Te bendigo en el nombre de mi madre porque eres
sencilla como ella y tus manjares han su mismo sabor
de pueblo.

Me hicistes humilde como un perro, lacio y leal, y a mí
¡a mí! que tenía las embestidas del jabalí, pero impostadas,
pero invaginadas…

Me animalizastes a tu nivel y te bendigo porque la coraza
orinada de mi cultura aflautaba mis pulmones en el grito
ocarinesco del pedagogo.

Eres tan del arrabal que tienes olor a tango y sabor al
yuyo de la calle donde tus antepasados jugaban a los cobres.

Tu voz es una guitarra herida y cantas tus tres palabras
esenciales: comer, gozar, vestir…

Tu piel granulada y blanca y blancos y granulados han de
ser los mil gramos de tu cerebro justo.

Te producistes en mágico milagro de creación y yo sé que
el divino alfarero que alisó tus ancas, altas y ondulantes,
no te dejó la marca de fábrica.
Eres tan del arrabal que eres mi alma ahora y a tu lado
estoy en mi tierra, en mi casa, en mi traje y en mi piel.

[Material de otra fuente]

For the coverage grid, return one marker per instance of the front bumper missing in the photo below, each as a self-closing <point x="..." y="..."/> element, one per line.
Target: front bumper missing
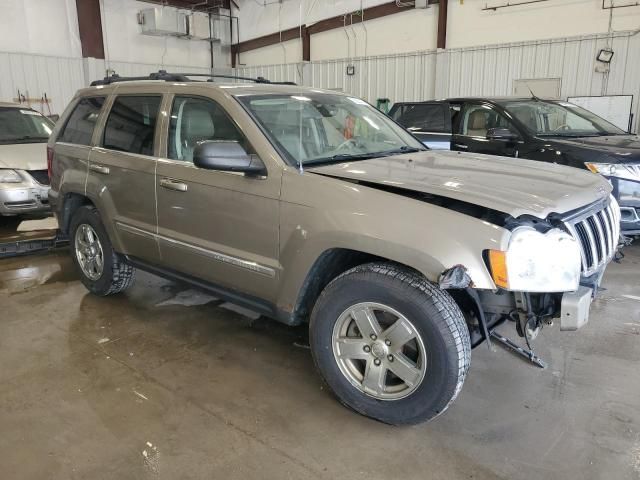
<point x="574" y="311"/>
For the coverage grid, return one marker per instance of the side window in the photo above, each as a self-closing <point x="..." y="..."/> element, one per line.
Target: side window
<point x="131" y="124"/>
<point x="195" y="119"/>
<point x="82" y="121"/>
<point x="424" y="118"/>
<point x="478" y="119"/>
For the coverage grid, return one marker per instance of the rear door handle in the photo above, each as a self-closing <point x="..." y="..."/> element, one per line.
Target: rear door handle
<point x="173" y="185"/>
<point x="99" y="169"/>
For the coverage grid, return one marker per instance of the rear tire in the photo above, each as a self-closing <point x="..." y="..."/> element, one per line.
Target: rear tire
<point x="102" y="270"/>
<point x="407" y="374"/>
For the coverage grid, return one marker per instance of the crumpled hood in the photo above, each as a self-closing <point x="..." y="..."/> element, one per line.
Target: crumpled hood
<point x="513" y="186"/>
<point x="24" y="156"/>
<point x="616" y="148"/>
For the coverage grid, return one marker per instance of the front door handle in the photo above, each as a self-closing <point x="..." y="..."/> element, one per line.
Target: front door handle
<point x="173" y="185"/>
<point x="94" y="167"/>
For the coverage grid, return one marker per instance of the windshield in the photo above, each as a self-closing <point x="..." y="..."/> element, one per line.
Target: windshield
<point x="18" y="125"/>
<point x="322" y="128"/>
<point x="559" y="119"/>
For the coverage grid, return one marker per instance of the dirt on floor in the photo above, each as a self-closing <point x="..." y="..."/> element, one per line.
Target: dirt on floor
<point x="168" y="382"/>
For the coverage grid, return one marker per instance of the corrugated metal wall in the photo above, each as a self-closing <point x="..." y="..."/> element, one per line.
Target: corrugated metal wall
<point x="483" y="71"/>
<point x="60" y="78"/>
<point x="426" y="75"/>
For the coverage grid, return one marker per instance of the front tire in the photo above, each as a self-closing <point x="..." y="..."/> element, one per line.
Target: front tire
<point x="102" y="270"/>
<point x="390" y="344"/>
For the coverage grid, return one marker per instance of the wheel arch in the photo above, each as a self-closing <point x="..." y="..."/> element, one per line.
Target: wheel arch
<point x="330" y="264"/>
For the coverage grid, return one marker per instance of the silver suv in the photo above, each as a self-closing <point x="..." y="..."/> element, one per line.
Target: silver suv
<point x="24" y="183"/>
<point x="312" y="206"/>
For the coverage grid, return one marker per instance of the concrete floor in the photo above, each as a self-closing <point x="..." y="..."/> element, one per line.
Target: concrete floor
<point x="141" y="385"/>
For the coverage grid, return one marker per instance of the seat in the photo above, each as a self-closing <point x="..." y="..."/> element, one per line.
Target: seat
<point x="477" y="123"/>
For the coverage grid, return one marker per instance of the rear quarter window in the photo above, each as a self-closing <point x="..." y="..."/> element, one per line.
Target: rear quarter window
<point x="131" y="124"/>
<point x="82" y="121"/>
<point x="423" y="118"/>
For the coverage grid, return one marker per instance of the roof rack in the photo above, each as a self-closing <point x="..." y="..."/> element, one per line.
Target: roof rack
<point x="163" y="75"/>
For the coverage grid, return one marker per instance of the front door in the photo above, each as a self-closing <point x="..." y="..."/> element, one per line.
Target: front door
<point x="220" y="227"/>
<point x="121" y="176"/>
<point x="472" y="125"/>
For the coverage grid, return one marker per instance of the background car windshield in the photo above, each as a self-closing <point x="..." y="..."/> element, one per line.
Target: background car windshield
<point x="313" y="128"/>
<point x="19" y="125"/>
<point x="562" y="119"/>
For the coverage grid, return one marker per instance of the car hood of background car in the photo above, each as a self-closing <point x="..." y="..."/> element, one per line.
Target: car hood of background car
<point x="24" y="156"/>
<point x="513" y="186"/>
<point x="607" y="149"/>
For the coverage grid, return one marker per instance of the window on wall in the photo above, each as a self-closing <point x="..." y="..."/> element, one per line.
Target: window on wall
<point x="131" y="124"/>
<point x="478" y="119"/>
<point x="194" y="120"/>
<point x="82" y="121"/>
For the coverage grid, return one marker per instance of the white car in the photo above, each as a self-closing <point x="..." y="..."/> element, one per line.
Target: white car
<point x="24" y="178"/>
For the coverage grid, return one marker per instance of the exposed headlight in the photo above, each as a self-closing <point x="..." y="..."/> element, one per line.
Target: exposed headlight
<point x="9" y="176"/>
<point x="537" y="262"/>
<point x="630" y="172"/>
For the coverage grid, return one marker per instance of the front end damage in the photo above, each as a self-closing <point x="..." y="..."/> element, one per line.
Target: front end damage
<point x="531" y="297"/>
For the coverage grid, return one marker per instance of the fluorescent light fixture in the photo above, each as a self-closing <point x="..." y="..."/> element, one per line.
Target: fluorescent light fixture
<point x="605" y="55"/>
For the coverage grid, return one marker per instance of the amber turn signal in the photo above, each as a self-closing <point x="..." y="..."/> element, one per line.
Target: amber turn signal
<point x="498" y="262"/>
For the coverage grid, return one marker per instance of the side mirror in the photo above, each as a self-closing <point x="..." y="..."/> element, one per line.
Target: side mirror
<point x="503" y="134"/>
<point x="226" y="156"/>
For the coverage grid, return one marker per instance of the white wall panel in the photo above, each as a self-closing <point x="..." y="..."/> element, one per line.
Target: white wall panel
<point x="478" y="71"/>
<point x="35" y="75"/>
<point x="60" y="77"/>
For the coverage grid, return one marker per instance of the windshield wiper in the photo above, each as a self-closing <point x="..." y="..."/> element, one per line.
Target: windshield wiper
<point x="403" y="149"/>
<point x="343" y="157"/>
<point x="26" y="137"/>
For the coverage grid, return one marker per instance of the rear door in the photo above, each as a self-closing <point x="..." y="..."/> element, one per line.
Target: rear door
<point x="430" y="122"/>
<point x="473" y="123"/>
<point x="73" y="145"/>
<point x="221" y="227"/>
<point x="121" y="178"/>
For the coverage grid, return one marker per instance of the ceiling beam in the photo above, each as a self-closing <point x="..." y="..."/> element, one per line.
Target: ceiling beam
<point x="90" y="28"/>
<point x="198" y="5"/>
<point x="327" y="24"/>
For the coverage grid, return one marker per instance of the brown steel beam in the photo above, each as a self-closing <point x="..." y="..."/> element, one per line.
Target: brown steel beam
<point x="306" y="44"/>
<point x="271" y="39"/>
<point x="442" y="24"/>
<point x="338" y="21"/>
<point x="370" y="13"/>
<point x="90" y="28"/>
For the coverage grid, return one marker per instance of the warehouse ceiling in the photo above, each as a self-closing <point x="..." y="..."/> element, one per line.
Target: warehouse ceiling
<point x="200" y="5"/>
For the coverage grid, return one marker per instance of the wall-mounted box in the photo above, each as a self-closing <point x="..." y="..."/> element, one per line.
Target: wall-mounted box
<point x="163" y="21"/>
<point x="199" y="27"/>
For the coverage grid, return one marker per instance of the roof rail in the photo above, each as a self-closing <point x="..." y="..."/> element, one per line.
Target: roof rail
<point x="163" y="75"/>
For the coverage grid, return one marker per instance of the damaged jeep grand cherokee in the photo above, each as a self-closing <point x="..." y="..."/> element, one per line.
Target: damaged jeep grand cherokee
<point x="312" y="206"/>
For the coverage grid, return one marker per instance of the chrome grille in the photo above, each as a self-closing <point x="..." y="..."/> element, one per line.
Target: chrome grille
<point x="40" y="176"/>
<point x="597" y="233"/>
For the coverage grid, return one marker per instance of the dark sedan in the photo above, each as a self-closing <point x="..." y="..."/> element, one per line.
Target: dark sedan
<point x="544" y="130"/>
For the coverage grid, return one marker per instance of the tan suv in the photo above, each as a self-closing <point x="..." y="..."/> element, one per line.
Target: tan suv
<point x="312" y="206"/>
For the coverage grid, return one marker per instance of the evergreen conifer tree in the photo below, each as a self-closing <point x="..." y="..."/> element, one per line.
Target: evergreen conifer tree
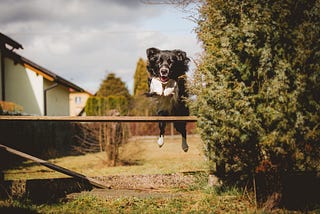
<point x="258" y="86"/>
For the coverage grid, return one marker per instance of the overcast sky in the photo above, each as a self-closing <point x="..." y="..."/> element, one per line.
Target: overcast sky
<point x="84" y="40"/>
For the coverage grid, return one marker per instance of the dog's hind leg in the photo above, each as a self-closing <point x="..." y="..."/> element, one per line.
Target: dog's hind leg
<point x="181" y="127"/>
<point x="162" y="127"/>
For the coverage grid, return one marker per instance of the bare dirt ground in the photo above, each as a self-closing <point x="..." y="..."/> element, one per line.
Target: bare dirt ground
<point x="142" y="186"/>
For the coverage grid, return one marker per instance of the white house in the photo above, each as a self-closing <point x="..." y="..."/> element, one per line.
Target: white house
<point x="38" y="90"/>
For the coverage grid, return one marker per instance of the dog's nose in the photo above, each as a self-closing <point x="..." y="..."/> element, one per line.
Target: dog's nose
<point x="164" y="71"/>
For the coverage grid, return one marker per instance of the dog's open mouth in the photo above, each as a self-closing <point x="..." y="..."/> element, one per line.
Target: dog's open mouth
<point x="164" y="78"/>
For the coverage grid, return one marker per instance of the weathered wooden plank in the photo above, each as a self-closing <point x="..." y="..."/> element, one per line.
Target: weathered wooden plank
<point x="100" y="118"/>
<point x="57" y="168"/>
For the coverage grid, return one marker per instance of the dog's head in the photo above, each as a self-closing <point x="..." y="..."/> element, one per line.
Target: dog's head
<point x="167" y="64"/>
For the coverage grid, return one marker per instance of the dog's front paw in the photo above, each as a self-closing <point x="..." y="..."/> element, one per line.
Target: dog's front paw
<point x="184" y="145"/>
<point x="160" y="141"/>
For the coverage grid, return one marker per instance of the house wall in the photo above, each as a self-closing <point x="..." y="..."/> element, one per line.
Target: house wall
<point x="23" y="87"/>
<point x="57" y="99"/>
<point x="77" y="102"/>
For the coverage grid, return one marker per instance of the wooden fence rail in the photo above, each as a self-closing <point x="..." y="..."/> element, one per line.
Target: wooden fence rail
<point x="100" y="118"/>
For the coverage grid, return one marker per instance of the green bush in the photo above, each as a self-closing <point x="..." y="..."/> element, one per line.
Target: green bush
<point x="257" y="86"/>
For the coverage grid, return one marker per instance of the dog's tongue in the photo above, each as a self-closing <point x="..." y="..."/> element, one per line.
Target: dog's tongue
<point x="164" y="79"/>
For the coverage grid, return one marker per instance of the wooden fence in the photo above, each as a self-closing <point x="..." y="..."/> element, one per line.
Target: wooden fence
<point x="100" y="118"/>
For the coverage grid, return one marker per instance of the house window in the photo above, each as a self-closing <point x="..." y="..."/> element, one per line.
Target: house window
<point x="77" y="100"/>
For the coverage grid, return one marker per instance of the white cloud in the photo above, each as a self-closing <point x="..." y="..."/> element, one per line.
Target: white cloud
<point x="83" y="40"/>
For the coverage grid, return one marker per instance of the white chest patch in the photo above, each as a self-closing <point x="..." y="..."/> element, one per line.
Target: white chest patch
<point x="168" y="93"/>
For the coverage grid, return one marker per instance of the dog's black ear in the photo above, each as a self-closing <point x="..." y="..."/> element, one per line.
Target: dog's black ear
<point x="151" y="52"/>
<point x="182" y="56"/>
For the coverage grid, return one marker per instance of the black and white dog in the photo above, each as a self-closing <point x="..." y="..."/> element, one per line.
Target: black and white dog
<point x="167" y="82"/>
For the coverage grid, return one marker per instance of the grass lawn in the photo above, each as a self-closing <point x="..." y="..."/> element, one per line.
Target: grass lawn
<point x="141" y="156"/>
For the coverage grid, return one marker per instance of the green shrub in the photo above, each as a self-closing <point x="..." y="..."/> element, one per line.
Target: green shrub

Siento que te amaré toda la vida porque me has
domesticado y estás en mí como una nueva circulación
sanguínea y en mi mismo cerebro estás, alta y bella, pero
muda, ciega y ausente, para no entrometerte en la
endiablada zarabanda de mis imágenes, de las que no
entenderías gran cosa.

Eres la perfección de lo sencillo y de lo común y sólo con
mirarte pensativo siento que me agarro a ti como un
pulpo negruzco se agarra a un alga elegante y derivante.

¡Vino de tu presesncia para mi embriaguez nocturna! Luz
de tu figura para verme sombra y comprobar que vivo!
¡Tabla a que me agarro! ¡Salvación de mi fe, puerpera y
desangrada! ¡Turbión de delicias! ¡Tranquilidad de j
ornalero con los riñones doloridos y la mirada gozosa
después de las ocho horas de trabajo! ¡Gratitud de poeta
que ha encontrado su musa de carne… ¡de carne!

Darás tu alma sabiamente necia a mis hijos y yo les daré
mi cochino nombre prostituído en todas las redacciones pobres.
Yo soy el escarabajo, redondo de angustia, que se amparó en tu luz.

Así, sin ideas generales, así, tan sin especializaciones, así,
tan de carne franca y caritativa, dame siempre el agua de tu
ternura fiel para templar los altos hornos de mi orgullo estéril y literatizante.